Минкус лениво встал.
— Почему мне одному, господин учитель? У всего класса учебники.
— Да, но они пользуются ими дома, а не в классе.
— Пользуются и в классе, только вы, господин учитель, других почему-то не замечаете. А вот я все время вам мешаю… — Минкус говорил, виновато опустив голову, вроде бы робко, просительно, но в голосе звучала плохо скрытая угроза.
Гедиминаса прорвало. Конечно, он сразу же пожалел о своих словах, но он слишком долго сдерживался и сегодня просто не мог промолчать.
— Не мерьте людей по себе, Минкус. Кому мешали другие, тот заряжал винтовку, чтоб очистить вокруг себя пространство.
Минкус побледнел и молча сел на место.
Гедиминас подошел к его парте:
— Отдайте-ка учебник.
— Отберите у всех. — Минкус не шелохнулся, даже не поднял головы.
— Ученики, положите на парты учебники истории. Дежурный, соберите книги и отнесите на стол. Каждый ряд отдельной стопкой.
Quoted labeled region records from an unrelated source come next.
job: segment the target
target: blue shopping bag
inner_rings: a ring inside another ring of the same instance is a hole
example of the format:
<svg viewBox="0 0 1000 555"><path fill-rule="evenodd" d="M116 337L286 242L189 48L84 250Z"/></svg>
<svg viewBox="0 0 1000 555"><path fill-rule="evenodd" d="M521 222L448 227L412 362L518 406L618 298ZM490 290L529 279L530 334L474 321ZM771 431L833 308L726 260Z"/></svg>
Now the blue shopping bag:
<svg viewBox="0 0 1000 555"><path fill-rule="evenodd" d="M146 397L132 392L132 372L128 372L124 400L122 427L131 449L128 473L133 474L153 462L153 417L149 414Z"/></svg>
«Не надо было идти на компромисс, — тут же подумал он. — Торгуюсь на уроке. Становлюсь смешным». Раздосадованный, он подошел к окну. Все еще падал снег. Уже без ветра, большими, тяжелыми, хлопьями. Елки школьного сада напомнили ему рождество; тогда он еще был ребенком. Как будто ничего необыкновенного, но в глубинах сознания навсегда запечатлелось тогдашнее настроение: пухлое, мягкое небо в раме окна, волнистая ткань жирных снежинок, кисловатый аромат хвои. «Из таких деталей вылеплена душа человека. Интересно, видел ли Минкус хоть раз в жизни живую зиму?» Все еще злясь на себя, он прошелся до двери, постоял у доски и снова сел за стол. Стихотворение сегодня он так и не допишет. И завтра ничего не выйдет. Настроение испорчено дня на три, не меньше. Чудовищно длинны зимние вечера. В три часа обед. Часок на отдых. До семи он подготовится к завтрашним урокам. Два-три часа почитает. А куда девать остальное время? Сходить в кино? Посмотреть пропагандистские репортажи о том, как «героическая германская армия успешно громит врага», а «освобожденные народы Европы радостно создают новое будущее»? Или состряпанный по рецепту Геббельса фильм, в котором сверхчеловек во имя национал-социалистского гуманизма попирает простую человечность сапогами, подкованными ненавистью? Нет, лучше уж пойти к географу Туменасу, где учителя-единомышленники каждый вечер оплакивают независимость и составляют политические прогнозы на десять лет вперед. Хоть посмеешься (а смех — это отдых) над дурацкой наивностью этих людишек. Но мы никуда не пойдем. Мы выберем горизонтальное положение, с головой накроемся одеялом и здоровым храпом завершим еще один день, пошедший к черту.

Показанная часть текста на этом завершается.